After Jobs returned from India, he teamed up with an electronics geek named Steve Wozniak to market Wozniak’s computer projects. Whereas Wozniak was interested in design and technology, Jobs promoted and marketed the company that the two created. It was wildly successful, and Jobs became a multi-millionaire at 25. A California dreamer converted himself into a businessman.

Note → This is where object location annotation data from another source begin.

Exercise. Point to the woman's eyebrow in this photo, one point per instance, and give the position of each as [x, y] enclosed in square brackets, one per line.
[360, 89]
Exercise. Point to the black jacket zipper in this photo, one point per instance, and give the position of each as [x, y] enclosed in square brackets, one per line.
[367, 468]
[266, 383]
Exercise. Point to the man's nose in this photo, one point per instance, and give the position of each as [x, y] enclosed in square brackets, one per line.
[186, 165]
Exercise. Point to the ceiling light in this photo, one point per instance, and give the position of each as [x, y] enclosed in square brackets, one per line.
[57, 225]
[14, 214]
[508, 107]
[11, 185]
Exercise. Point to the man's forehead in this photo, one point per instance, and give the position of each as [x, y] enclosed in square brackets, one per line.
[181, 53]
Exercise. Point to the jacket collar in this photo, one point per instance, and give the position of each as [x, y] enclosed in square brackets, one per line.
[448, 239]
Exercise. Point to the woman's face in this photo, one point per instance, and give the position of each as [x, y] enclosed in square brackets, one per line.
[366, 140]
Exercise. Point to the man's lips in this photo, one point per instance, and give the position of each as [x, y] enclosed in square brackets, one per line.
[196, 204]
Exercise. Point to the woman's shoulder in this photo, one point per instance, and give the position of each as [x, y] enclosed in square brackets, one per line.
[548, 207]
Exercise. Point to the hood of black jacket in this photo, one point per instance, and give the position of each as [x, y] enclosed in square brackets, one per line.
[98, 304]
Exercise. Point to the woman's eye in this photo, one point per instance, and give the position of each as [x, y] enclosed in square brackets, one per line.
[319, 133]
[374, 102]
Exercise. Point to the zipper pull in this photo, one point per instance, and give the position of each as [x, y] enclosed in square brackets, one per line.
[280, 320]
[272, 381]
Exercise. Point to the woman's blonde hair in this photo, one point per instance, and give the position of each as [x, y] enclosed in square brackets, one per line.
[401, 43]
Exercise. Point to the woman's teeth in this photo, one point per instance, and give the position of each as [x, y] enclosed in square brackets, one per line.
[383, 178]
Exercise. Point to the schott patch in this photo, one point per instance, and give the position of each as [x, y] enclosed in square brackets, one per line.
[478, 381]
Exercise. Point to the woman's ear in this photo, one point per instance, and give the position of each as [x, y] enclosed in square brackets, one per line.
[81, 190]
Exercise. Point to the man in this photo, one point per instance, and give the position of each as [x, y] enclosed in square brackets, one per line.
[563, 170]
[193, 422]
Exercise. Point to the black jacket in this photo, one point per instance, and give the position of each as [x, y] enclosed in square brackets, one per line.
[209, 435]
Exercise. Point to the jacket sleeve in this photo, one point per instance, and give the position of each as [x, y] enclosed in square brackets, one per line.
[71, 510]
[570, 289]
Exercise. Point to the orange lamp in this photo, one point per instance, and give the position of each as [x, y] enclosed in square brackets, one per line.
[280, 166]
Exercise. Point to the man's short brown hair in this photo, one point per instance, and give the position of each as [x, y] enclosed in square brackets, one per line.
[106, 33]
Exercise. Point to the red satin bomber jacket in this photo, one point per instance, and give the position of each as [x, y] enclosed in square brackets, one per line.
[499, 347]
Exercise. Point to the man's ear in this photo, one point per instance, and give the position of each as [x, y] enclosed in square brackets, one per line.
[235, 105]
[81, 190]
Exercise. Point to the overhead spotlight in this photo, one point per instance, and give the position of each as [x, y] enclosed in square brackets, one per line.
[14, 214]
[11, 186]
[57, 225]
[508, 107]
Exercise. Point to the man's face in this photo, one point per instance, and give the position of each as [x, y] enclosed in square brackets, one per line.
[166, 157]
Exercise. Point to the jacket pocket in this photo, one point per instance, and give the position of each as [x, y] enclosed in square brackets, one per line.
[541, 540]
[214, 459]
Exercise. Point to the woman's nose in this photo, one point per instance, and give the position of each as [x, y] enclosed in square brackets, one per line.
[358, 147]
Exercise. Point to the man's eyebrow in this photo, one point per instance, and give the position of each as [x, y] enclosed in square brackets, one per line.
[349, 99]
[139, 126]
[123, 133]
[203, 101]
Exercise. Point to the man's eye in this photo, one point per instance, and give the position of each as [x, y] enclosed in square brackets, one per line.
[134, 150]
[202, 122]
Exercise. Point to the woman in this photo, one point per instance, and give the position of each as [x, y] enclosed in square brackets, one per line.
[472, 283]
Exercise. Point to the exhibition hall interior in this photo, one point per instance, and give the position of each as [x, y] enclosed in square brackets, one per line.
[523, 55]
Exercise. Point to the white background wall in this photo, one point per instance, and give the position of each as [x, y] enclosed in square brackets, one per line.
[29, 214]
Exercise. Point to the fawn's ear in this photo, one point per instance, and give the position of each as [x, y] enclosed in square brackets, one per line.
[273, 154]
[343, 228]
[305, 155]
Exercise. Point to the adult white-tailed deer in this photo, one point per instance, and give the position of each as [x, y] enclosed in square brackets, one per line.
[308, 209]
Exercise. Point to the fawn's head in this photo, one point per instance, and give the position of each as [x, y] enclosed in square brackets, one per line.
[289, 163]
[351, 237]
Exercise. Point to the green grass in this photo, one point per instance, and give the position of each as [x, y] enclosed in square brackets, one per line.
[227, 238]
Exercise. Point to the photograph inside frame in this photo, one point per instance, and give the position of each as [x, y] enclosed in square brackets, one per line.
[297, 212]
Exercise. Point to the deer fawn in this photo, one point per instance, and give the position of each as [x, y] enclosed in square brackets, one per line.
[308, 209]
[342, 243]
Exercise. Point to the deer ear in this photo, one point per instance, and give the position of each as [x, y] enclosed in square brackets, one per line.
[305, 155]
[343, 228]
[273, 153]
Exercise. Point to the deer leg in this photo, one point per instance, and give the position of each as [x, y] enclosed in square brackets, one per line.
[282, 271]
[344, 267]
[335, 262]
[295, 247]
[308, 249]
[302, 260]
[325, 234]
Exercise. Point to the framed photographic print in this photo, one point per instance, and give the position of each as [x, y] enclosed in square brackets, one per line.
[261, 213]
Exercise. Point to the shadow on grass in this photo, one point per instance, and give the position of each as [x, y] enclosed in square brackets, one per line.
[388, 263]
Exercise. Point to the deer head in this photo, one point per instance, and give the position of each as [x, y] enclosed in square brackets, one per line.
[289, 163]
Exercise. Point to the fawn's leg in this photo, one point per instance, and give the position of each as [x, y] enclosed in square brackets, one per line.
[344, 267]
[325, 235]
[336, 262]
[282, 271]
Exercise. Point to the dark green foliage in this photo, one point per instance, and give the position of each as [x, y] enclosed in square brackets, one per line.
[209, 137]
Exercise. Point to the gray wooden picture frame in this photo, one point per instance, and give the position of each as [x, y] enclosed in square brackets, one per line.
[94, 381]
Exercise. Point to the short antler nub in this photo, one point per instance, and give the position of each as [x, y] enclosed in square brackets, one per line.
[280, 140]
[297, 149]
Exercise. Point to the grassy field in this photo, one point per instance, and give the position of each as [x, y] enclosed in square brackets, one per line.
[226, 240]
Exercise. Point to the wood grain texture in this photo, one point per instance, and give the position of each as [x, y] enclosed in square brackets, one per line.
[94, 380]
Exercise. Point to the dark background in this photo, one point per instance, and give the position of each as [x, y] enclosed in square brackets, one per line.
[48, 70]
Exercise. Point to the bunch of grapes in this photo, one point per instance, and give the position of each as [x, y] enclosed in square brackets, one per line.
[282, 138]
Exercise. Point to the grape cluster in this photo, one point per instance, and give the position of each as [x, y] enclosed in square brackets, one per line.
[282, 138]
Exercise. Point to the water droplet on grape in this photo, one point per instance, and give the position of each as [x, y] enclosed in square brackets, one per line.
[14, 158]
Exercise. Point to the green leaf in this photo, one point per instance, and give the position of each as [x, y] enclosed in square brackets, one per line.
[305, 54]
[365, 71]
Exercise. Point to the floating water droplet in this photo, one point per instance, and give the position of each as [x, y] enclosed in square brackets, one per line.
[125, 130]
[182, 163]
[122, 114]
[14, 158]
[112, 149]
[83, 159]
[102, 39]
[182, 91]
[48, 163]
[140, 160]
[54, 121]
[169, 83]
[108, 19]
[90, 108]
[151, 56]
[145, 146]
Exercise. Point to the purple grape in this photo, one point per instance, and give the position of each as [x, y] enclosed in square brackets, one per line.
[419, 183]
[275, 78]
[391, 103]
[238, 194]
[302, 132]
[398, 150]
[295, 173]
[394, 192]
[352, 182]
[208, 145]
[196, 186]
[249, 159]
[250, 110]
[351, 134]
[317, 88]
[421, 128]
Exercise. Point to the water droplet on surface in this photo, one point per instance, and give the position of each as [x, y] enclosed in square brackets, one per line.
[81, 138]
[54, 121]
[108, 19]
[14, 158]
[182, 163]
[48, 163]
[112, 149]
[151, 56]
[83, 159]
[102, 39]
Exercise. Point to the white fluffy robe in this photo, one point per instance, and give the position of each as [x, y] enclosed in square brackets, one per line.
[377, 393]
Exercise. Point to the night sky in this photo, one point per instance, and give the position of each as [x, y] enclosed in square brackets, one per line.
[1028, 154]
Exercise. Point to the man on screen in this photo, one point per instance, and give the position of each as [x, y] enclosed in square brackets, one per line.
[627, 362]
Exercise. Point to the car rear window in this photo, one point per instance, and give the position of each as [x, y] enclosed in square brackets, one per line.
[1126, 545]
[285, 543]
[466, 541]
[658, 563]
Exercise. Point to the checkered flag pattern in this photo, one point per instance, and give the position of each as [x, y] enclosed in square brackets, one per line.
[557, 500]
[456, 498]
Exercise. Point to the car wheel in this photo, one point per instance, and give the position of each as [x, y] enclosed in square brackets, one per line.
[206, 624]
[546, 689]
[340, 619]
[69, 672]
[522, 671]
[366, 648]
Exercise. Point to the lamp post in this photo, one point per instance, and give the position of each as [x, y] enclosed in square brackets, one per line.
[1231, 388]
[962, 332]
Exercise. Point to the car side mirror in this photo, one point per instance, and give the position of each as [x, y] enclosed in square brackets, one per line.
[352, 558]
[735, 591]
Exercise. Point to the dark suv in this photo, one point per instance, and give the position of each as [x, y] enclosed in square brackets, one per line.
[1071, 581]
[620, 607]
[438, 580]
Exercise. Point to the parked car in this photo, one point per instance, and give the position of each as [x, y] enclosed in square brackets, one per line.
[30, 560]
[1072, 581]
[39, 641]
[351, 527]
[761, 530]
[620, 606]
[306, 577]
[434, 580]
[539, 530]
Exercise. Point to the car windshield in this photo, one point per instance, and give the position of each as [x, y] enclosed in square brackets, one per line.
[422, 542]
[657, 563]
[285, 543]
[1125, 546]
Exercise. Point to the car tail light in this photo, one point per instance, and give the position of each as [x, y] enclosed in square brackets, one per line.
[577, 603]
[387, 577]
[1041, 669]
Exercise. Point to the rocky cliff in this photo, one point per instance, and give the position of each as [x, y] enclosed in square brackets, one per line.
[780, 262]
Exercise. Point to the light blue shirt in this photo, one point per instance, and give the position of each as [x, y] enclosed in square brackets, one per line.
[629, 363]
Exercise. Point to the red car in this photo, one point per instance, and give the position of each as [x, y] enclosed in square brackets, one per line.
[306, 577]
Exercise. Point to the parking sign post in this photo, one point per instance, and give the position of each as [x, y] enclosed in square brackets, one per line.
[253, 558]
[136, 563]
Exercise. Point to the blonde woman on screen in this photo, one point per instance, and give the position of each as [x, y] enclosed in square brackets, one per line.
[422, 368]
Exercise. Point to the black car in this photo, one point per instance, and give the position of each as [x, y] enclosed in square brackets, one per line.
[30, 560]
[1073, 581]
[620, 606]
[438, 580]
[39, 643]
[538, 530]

Throughout his playing career, Fischer wanted to take his chess skills to the next higher level, and so he never stopped reading. He taught himself Russian and other European languages in order to read the chess periodicals. A Latvian player once asked Bobby, “What do you think of the playing style of Larissa Volpert?” He replied, “She’s too cautious. But you have another girl, Dmitrieva. Her games do appeal to me.” Fischer had learned to read Latvian, evidence of his deep commitment to winning chess.

In 1972, in Reykjavik, Iceland, Fischer won the World Chess Championship when he defeated the Russian chess champion, Boris Spassky. Bobby turned down all endorsement offers which would have made him rich. Instead, he surprised everyone and retired from competitive chess playing for the next 20 years. He flitted about the world, a fugitive from America.

In 2006, Fischer said that the openings in chess are crucial and that players “today have so many examples of what to do from this position, and that is why I don’t like chess any more. It is all memorization and prearrangement.” Few had studied and memorized as well as Fischer. For his endgames, he liked to combine a rook with bishops and a pawn to force a checkmate.

Fischer died on Jan. 17, 2008, at the age of 64, in Reykjavik. He died of renal failure following a urinary tract blockage, and after he had refused medical treatment. In October of 2003, doctors diagnosis pancreatic cancer in Jobs. He received the best treatment, but he too passed away on Oct. 5, 2011, at the age of 56. Jobs’ and Fischer’s endgame had arrived too soon.

Daring, smart, intense, driven, ambitious and almost superhuman, these two American men dared to imagine and dream at a level that few others could ever hope to see nor achieve. Enjoy the movies.